What could have been. A time travel story of x32 and FatELF

I was toying around with the idea to write about this for a week or two by now, and I discussed it with Luca as well, but my main issue has been coming up with a title this time.. the original title I had in mind was a Marvel-style What if… “… x32 and FatELF arrived nine years ago”. But then Randall beat me to it with his hypothetical question answering site.

So let’s put some background in context; I criticised in the past Ryan’s FatELF idea and recently Intel’s x32 — but would I have criticised them the same way if the two of them came up almost together nine years ago? I don’t think so; and this is the main issue with this kind of ideas: you need the perfect timing or they are not worth much. Both of them came out at the wrong time in my opinion.

So here’s my scenario that didn’t happen and can’t happen now.

It’s 2003, AMD just launched their Opteron CPU which is the first sporting the new x86-64 ISA. Intel, after admitting to the failure of their Itanic Itanium project, releases IA-32e following suit. At the same time, though, they decide that AMD’s route of pure 64-bit architecture for desktop and servers is going to take too long to be production-ready, especially on Linux, as even just discussing multlib support is making LSB show its frailty.
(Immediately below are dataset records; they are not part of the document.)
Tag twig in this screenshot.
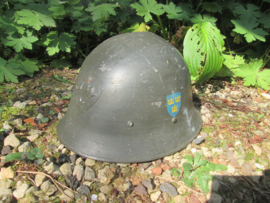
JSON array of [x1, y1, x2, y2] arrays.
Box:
[[16, 171, 76, 199]]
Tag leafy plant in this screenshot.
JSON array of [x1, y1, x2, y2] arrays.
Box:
[[5, 148, 44, 162], [171, 153, 227, 192]]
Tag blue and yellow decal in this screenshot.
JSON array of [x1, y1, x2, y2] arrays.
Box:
[[166, 92, 181, 117]]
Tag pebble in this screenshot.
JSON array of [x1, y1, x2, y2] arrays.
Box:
[[13, 183, 29, 199], [18, 142, 32, 153], [59, 163, 72, 176], [40, 180, 57, 196], [134, 185, 148, 195], [13, 101, 27, 109], [150, 191, 161, 202], [84, 167, 95, 180], [4, 133, 20, 148], [159, 183, 178, 197], [73, 165, 84, 181], [1, 146, 11, 156], [85, 159, 96, 166], [192, 135, 205, 145], [151, 167, 162, 176], [35, 174, 47, 187], [0, 167, 15, 179]]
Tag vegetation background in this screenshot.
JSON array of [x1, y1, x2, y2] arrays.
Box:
[[0, 0, 270, 90]]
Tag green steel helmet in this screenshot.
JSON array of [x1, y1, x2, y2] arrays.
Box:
[[57, 32, 202, 163]]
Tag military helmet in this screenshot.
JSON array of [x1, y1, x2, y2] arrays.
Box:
[[57, 32, 202, 163]]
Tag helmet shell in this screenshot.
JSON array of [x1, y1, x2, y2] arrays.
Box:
[[57, 32, 202, 162]]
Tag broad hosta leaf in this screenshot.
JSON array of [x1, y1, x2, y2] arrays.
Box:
[[43, 31, 76, 56], [190, 14, 217, 25], [5, 31, 38, 52], [122, 23, 150, 33], [231, 16, 268, 43], [130, 0, 164, 22], [163, 2, 189, 20], [5, 152, 26, 162], [202, 2, 222, 13], [16, 9, 56, 30], [85, 3, 118, 21], [0, 58, 24, 83], [235, 60, 270, 90], [234, 4, 261, 18], [183, 14, 224, 84]]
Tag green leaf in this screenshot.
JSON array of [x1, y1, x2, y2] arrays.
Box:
[[170, 168, 181, 177], [183, 16, 224, 84], [5, 31, 38, 52], [50, 59, 71, 69], [44, 31, 76, 56], [231, 16, 268, 43], [16, 9, 56, 30], [85, 3, 118, 21], [184, 155, 193, 165], [202, 2, 222, 13], [0, 57, 24, 83], [235, 60, 270, 90], [258, 12, 270, 28], [163, 2, 189, 20], [5, 152, 26, 162], [190, 14, 217, 25], [234, 4, 261, 18], [52, 75, 74, 85], [130, 0, 164, 23]]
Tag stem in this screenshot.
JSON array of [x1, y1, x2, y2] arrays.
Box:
[[157, 15, 167, 39], [195, 0, 202, 13]]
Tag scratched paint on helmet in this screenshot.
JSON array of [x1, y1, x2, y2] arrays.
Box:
[[166, 92, 181, 117]]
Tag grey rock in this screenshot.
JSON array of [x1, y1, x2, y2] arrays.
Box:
[[69, 154, 77, 164], [84, 167, 96, 180], [1, 146, 11, 156], [15, 88, 26, 94], [77, 185, 90, 196], [159, 183, 178, 197], [134, 185, 148, 195], [73, 165, 84, 181], [40, 180, 57, 196], [35, 174, 47, 187], [192, 136, 205, 145], [4, 133, 20, 148], [75, 157, 84, 166], [207, 193, 222, 203], [0, 188, 13, 203], [18, 142, 32, 153], [13, 118, 22, 127], [60, 163, 72, 176], [13, 101, 27, 109], [44, 162, 59, 173], [0, 179, 14, 189], [99, 185, 113, 195], [142, 179, 154, 190], [13, 183, 29, 199], [25, 186, 38, 195]]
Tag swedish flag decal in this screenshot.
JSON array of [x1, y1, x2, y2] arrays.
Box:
[[166, 92, 181, 117]]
They decide to thus introduce a new ABI, called x32 (in contrast with x64 used by Sun and Microsoft to refer to AMD’s original ABI). At the same time they decide to hire Ryan Gordon, to push forward a sketchy idea he proposed, about supporting Apple-style fat binaries in Linux — the idea was originally ignored because nobody expected any use out of a technique used in 1994 to move from M68k to PowerPC and then left to die with no further use.

The combined energy of Intel and Ryan came up with a plan on how to introduce the new ABI, and thus the new architecture, in an almost painless way. A new C library version is to be introduced in Linux, partially breaking compatibility with the current libc.so.6, but this is for the greatest good.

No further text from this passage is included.